Duurzaam Veilig
Het wegverkeerssysteem is inherent onveilig: het huidige systeem is zodanig vormgegeven dat het mogelijk is dat ongevallen ontstaan en ernstig letsel wordt veroorzaakt. Dat het wegverkeerssysteem inherent onveilig is en dat deze gedachte een uitgangspunt zou moeten zijn om het verkeer veiliger te krijgen, is vooral geïnspireerd op ontwikkelingen in andere sectoren zoals de luchtvaart en de procesindustrie waar dit besef al veel eerder was doorgedrongen.
Kortom: was voorheen vooral een curatieve aanpak van gebleken onveilige locaties gangbaar, Duurzaam Veilig zet daar een proactieve en preventieve aanpak tegenover.
Kortom: was voorheen vooral een curatieve aanpak van gebleken onveilige locaties gangbaar, Duurzaam Veilig zet daar een proactieve en preventieve aanpak tegenover.
Duurzaam Veilig betekent dat het hele verkeerssysteem wordt getoetst aan de eisen uit deze visie. Elementen die niet aan die eisen voldoen (bijvoorbeeld plaatsen waar fietsers en auto's elkaar ontmoeten) worden geëlimineerd. Een duurzaamveiligverkeersysteem is daarmee een systeem dat zo is ingericht dat de verkeersveiligheid minder afhankelijk is van de keuzes van individuele weggebruikers.
Duurzaam Veilig wordt gedefinieerd als een systeem waarbij de mens de maat der dingen is, in een integrale aanpak van de componenten weg, voertuig en mens. De infrastructuur is afgestemd op de capaciteiten en de beperkingen van de mens, het voertuig biedt zowel ondersteuning bij de rijtaak als fysieke bescherming en de mens zelf is voldoende getraind, bovendien wordt zijn gedrag alsnog gecontroleerd.
Duurzaam?
Het woord ‘duurzaam’ is gekozen, geïnspireerd door het Brundland-rapport over duurzame ontwikkeling: een ontwikkeling die voorziet in de behoefte van de huidige generatie zonder afbreuk te doen aan de mogelijkheid om in de behoeften van toekomstige generaties te voorzien.

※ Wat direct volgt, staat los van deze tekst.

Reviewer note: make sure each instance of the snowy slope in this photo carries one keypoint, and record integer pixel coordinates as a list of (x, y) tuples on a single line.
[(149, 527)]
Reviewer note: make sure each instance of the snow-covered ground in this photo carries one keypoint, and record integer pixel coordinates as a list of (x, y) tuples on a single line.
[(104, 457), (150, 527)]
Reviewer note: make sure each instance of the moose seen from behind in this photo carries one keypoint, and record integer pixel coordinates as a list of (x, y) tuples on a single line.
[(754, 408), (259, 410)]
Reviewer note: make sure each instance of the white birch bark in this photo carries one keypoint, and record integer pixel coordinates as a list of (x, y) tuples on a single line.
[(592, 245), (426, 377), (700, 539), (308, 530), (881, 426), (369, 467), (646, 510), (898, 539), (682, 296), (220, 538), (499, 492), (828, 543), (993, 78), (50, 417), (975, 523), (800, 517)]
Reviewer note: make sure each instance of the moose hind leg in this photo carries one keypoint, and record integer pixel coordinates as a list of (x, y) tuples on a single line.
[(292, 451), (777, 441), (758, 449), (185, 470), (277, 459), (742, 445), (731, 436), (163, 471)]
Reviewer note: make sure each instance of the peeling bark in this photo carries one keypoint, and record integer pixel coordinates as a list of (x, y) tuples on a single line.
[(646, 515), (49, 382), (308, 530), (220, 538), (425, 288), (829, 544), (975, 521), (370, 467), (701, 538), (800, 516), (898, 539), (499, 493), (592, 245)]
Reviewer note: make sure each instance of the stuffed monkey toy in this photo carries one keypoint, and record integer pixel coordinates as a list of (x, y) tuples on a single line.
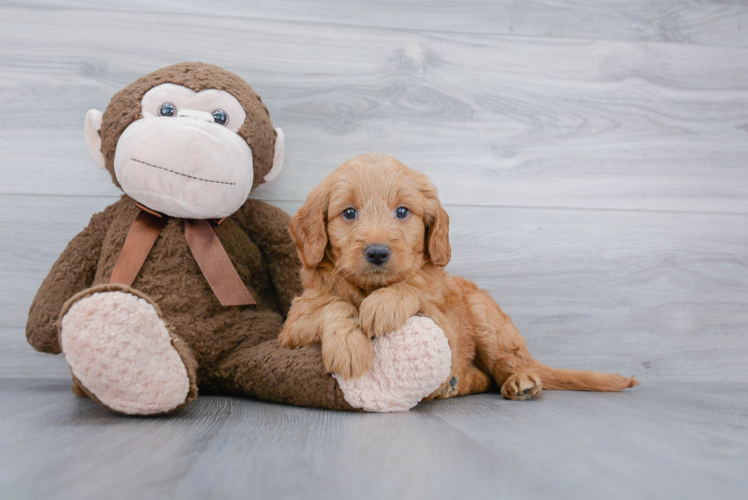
[(184, 283)]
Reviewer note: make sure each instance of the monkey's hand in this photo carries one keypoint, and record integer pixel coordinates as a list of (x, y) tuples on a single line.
[(73, 272), (346, 350)]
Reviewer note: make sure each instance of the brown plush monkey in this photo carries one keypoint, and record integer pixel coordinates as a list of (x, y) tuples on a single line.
[(186, 144)]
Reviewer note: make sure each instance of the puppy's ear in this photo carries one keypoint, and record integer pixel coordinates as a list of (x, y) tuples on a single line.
[(437, 235), (309, 226)]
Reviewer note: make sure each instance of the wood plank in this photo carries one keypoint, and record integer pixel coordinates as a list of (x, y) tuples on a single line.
[(494, 120), (694, 22), (659, 295), (667, 441)]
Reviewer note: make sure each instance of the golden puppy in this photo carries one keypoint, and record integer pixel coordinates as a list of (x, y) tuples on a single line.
[(373, 241)]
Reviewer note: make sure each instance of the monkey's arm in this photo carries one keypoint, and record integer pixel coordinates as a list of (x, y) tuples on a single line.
[(267, 226), (74, 271), (388, 308)]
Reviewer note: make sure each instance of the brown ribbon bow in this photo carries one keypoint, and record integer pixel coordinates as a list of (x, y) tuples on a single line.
[(204, 244)]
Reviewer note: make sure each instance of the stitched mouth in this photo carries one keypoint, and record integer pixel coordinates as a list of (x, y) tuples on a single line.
[(183, 174)]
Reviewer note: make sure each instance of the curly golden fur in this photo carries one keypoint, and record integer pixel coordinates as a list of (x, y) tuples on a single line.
[(348, 299)]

Duurzaam Veilig is begin jaren negentig gelanceerd, werd de jaren daarna geïmplementeerd, en is in 2005 geactualiseerd. De geactualiseerde visie is verschenen onder de naam ‘Door met Duurzaam Veilig’. Deze geactualiseerde visie kenmerkt zich door:
- het voortbouwen op de successen uit het verleden (verder veilig maken van de infrastructuur);
- meer aandacht voor en uitwerking van educatie, regelgeving en verkeershandhaving;
- een zwaarder accent op technologische ontwikkelingen;
- pleidooi voor een systeem van kwaliteitszorg;
- pleidooi voor een integrale aanpak van de verkeersveiligheid voor wat betreft maatregelen, veiligheidsprincipes en beleid;
- wijzen op het belang van goede evaluatie, kennisborging en kennisuitwisseling.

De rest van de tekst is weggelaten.